Two steps from Ebenezer's front gate, Simeon and Abel overtook a woman. She had a long shawl over her head, and she was humming some faint air of her own making.

"Coming to the meeting, Mary?" Simeon asked as they passed her.

"No," said Mary Chavah, "I started for it. But it's such a nice night I'm going to walk around."

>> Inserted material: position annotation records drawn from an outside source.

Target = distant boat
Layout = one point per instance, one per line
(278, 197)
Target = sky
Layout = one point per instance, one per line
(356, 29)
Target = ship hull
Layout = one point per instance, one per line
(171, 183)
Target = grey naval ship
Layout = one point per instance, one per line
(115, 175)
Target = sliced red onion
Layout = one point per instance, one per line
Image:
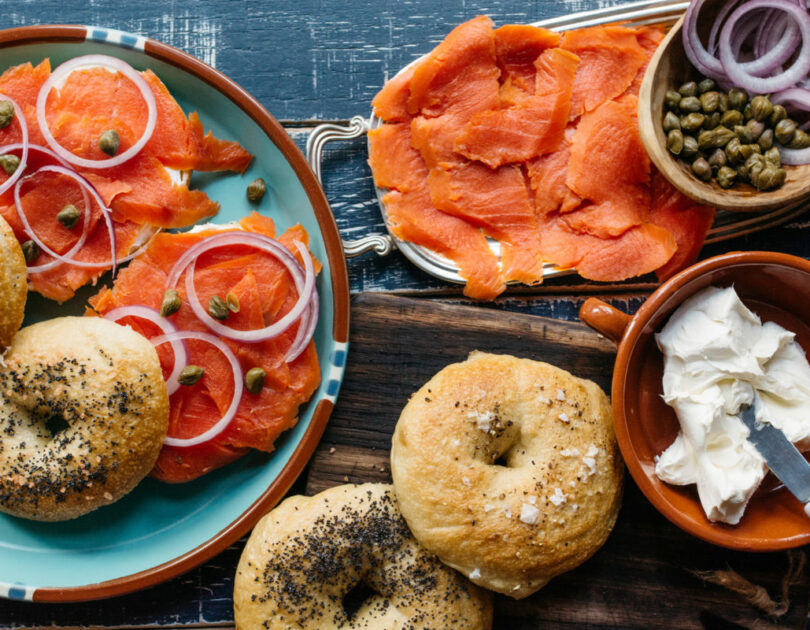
(24, 157)
(306, 329)
(304, 282)
(107, 62)
(741, 75)
(268, 332)
(150, 314)
(105, 211)
(238, 385)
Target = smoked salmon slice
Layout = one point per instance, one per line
(532, 127)
(264, 291)
(142, 192)
(610, 60)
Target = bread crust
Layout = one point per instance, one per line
(13, 284)
(83, 414)
(309, 552)
(509, 528)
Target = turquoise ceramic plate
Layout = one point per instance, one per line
(159, 530)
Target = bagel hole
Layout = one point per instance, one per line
(55, 424)
(359, 594)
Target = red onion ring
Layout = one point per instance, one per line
(105, 211)
(304, 281)
(24, 157)
(238, 385)
(259, 334)
(111, 63)
(150, 314)
(740, 75)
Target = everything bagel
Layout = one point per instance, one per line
(83, 414)
(306, 557)
(507, 469)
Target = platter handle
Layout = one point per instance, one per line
(381, 244)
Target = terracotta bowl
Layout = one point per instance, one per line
(777, 288)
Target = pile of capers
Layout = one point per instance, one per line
(729, 137)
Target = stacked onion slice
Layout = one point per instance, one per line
(762, 46)
(68, 162)
(304, 312)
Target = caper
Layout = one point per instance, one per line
(717, 159)
(726, 177)
(256, 190)
(690, 147)
(190, 375)
(766, 139)
(69, 216)
(731, 118)
(712, 120)
(801, 140)
(672, 99)
(701, 169)
(6, 114)
(784, 130)
(254, 380)
(31, 251)
(109, 142)
(675, 141)
(217, 308)
(688, 89)
(706, 85)
(744, 133)
(737, 98)
(756, 128)
(778, 113)
(10, 163)
(769, 177)
(689, 104)
(671, 121)
(692, 122)
(171, 303)
(772, 156)
(714, 138)
(761, 107)
(710, 101)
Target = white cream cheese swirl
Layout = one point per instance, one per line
(716, 354)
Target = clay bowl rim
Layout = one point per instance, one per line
(745, 199)
(718, 534)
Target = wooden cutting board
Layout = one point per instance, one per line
(643, 576)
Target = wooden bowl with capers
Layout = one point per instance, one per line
(719, 147)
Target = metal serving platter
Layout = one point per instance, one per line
(727, 224)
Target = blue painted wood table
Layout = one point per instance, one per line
(310, 62)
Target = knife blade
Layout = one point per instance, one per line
(781, 456)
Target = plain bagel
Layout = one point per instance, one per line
(83, 415)
(307, 558)
(13, 284)
(507, 469)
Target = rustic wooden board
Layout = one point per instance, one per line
(641, 578)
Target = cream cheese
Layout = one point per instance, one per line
(717, 354)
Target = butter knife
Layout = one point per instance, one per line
(784, 459)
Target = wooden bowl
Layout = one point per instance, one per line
(775, 287)
(668, 69)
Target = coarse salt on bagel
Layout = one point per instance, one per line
(13, 284)
(507, 469)
(306, 556)
(83, 414)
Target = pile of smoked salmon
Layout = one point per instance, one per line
(142, 193)
(265, 293)
(530, 138)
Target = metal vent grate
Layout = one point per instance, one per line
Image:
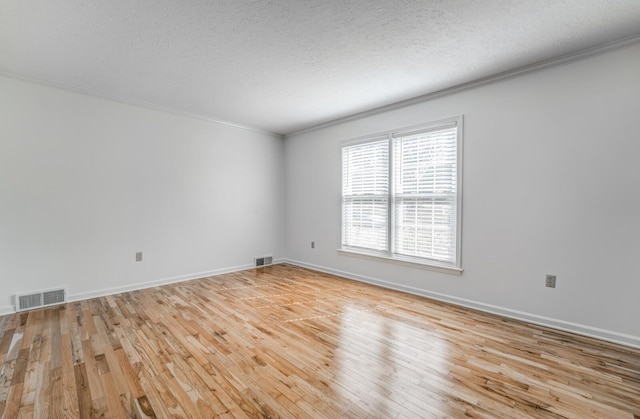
(263, 261)
(40, 299)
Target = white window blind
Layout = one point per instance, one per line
(365, 195)
(425, 195)
(400, 194)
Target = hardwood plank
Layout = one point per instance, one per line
(283, 341)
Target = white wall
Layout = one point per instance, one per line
(86, 182)
(551, 185)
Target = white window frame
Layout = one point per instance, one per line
(388, 255)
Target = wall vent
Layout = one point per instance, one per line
(39, 299)
(263, 261)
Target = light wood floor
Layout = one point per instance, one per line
(283, 341)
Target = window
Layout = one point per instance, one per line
(401, 194)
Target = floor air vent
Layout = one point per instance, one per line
(264, 261)
(32, 300)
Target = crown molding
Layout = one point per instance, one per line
(506, 75)
(137, 103)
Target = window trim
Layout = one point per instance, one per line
(387, 255)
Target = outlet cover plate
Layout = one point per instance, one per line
(550, 281)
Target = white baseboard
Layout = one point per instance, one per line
(148, 284)
(7, 310)
(615, 337)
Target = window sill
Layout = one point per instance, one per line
(431, 266)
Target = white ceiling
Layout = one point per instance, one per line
(287, 65)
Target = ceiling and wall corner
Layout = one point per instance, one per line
(286, 66)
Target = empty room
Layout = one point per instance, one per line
(319, 209)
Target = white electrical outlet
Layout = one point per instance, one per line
(550, 281)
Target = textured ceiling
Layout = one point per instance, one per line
(287, 65)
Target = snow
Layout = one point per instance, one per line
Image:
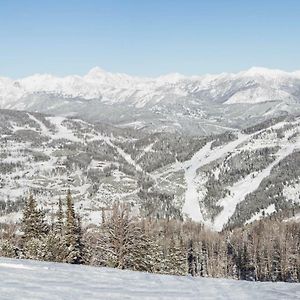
(263, 212)
(292, 192)
(244, 187)
(204, 156)
(62, 132)
(25, 279)
(114, 88)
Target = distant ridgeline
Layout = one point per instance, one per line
(265, 250)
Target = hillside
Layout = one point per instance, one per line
(227, 179)
(25, 279)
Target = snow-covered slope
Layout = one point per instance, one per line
(174, 102)
(25, 279)
(221, 180)
(253, 85)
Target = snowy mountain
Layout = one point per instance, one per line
(221, 180)
(25, 279)
(196, 104)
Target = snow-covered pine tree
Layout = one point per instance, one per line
(176, 258)
(33, 223)
(34, 230)
(59, 224)
(72, 233)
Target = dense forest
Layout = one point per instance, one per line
(266, 250)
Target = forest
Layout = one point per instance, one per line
(265, 250)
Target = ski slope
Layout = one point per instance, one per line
(25, 279)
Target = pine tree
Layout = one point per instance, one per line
(33, 224)
(72, 233)
(192, 264)
(59, 225)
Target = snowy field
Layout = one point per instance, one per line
(25, 279)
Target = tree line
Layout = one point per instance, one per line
(266, 250)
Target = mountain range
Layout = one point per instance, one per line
(223, 149)
(196, 105)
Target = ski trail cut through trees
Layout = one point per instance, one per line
(205, 155)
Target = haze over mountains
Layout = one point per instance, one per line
(195, 105)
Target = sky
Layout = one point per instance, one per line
(147, 37)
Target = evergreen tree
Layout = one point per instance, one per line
(33, 224)
(72, 233)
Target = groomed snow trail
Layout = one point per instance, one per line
(242, 188)
(33, 280)
(204, 156)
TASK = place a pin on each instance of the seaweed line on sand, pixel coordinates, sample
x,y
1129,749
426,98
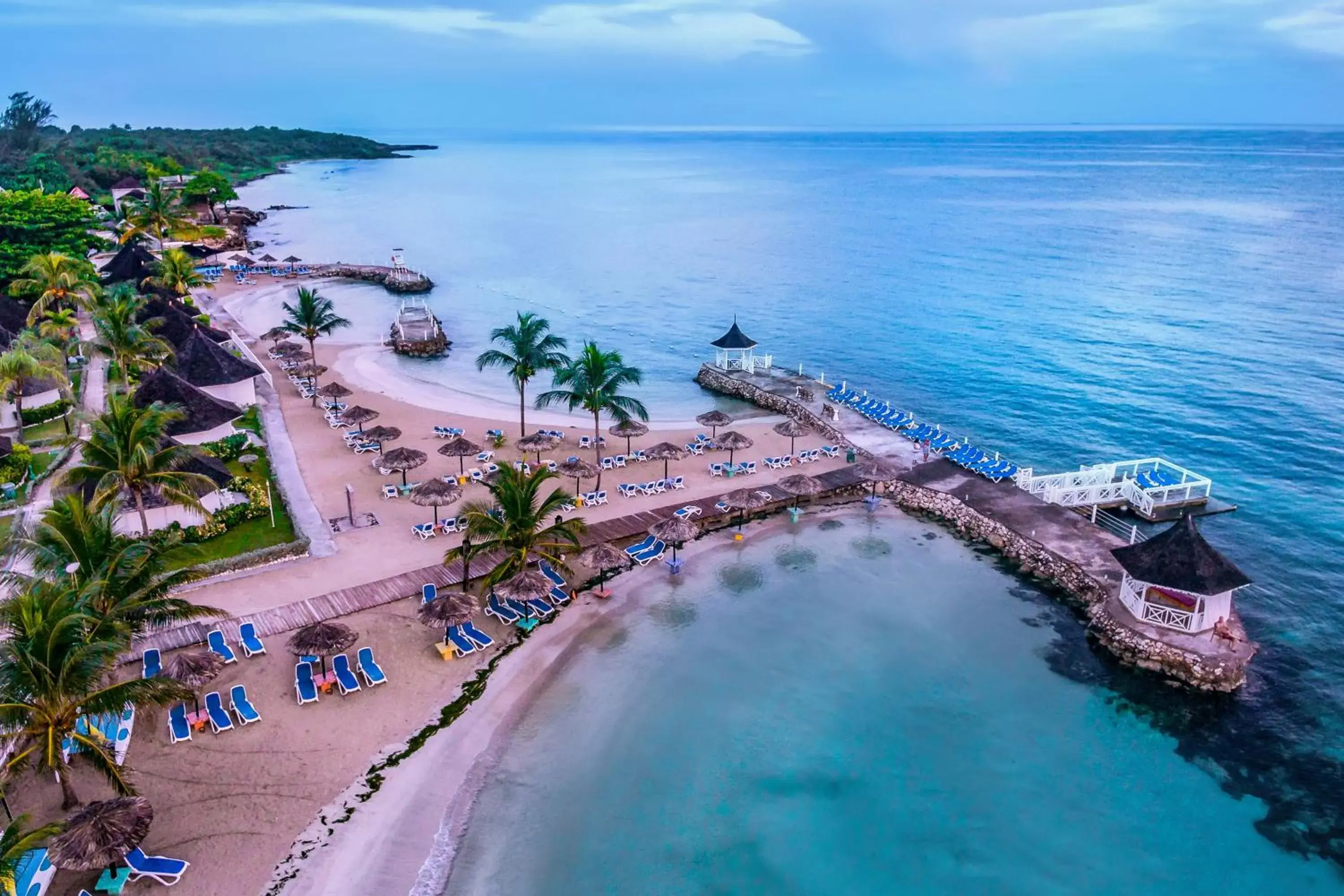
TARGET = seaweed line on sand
x,y
342,809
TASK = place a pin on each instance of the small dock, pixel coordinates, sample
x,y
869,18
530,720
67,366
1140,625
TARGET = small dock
x,y
417,332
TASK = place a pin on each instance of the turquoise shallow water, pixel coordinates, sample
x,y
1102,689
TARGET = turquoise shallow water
x,y
1062,297
853,711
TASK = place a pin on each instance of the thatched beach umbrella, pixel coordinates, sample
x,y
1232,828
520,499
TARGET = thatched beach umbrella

"Things are going to go your way to that meeting, I guess," said Simeon; "ain't you always found fault with Christmas?"

"They's a lot o' nonsense about it," Mary assented; "I don't ever bother myself much with it. Why?"

"I donno but we'll all come round to your way of thinking to-night," said Simeon.

"For just this year!" Abel Ames called back, as they went on.

"You can't do much else, I guess," said Mary. "Everybody dips Christmas up out of their pocketbooks, and if there ain't nothing there, they can't dip."

The men laughed with her, and went on down the long street toward the town. Mary followed slowly, under the yellowing elms that made great golden shades for the dim post lamps. And high at the far end of the street down which they went, hung the blue arc light before the Town Hall, center to the constellation of the home lights and the shop lights and the street lights, all near neighbours to the stream and sweep of the stars hanging a little higher and shining as by one sun.